Женька сунула ноги в туфли и вышла из примерочной. Из всех отделов сразу потянулись покупательницы. Люба из «трикотажа» проснулась, подошла поближе и профессионально пощупала рукав. Фаина Матвеевна вдруг заволновалась и сказала басом:
– Паразитство, до чего же враз!
– Личит, – подтвердили женщины, яростно выбиравшие до того двухместную коляску. Женька даже испугалась, что их близнецам придется отныне ездить в автобусе, так решительно женщины рванулись к костюму. – Как на нее шито!
– Пройдись… – попросила мать. Женька прошлась, чувствуя себя неотразимой. Пожалела, что Валентин в первую смену, много потерял. Повернулась по собственной инициативе. Еще прошлась. Костюм сидел так, словно давно привык к Женьке, к походке ее и жестам, податливо откликался любому движению, морщился, оставаясь неизменно элегантным, сам расправлялся на сгибах. Новые вещи так никогда себя не ведут.
Фаина Матвеевна сказала матери:
– Хорошо, когда девка. Одеть можно красиво, я своих паразитов р?стила, так чего – рубаха да штаны. Никакого интереса.
– Выписывать? – для порядка спросила Нина, вообще-то она уже заполнила чек, но все-таки спросила: 83 рубля – деньги.

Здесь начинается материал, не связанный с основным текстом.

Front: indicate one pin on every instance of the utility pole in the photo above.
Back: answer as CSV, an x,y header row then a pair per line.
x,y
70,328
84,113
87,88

Мать кивнула. И Женька тоже едва удержалась – так хотелось небрежно кивнуть. Но вместо этого пришлось сказать:
– В следующую субботу деньги вносить…
Никто не понял и не придал значения, только мать безразлично поинтересовалась:
– Какие деньги?
– В кооператив…
– Как? – встрепенулась мать. И остановила Нину рукой. – Подожди. Как же так? Это же на другой год…
– Расширили смету. Еще один дом будут закладывать, – объяснила Женька. – Только что узнала. Мы попадаем.
– Счастливая Женька! – вдруг первой сообразила Люба из «трикотажа», бросилась, клюнула Женьку куда-то в шею.
И по тому, как все мгновенно остыли к костюму, по тому, как Нина весело разорвала чек в клочки, как все радостно загалдели, как кинулись поздравлять, Женька вдруг поняла, огромным внутренним облегчением поняла вдруг, как здорово им повезло. Какие-то неважные пустяки – костюм! «болонья»!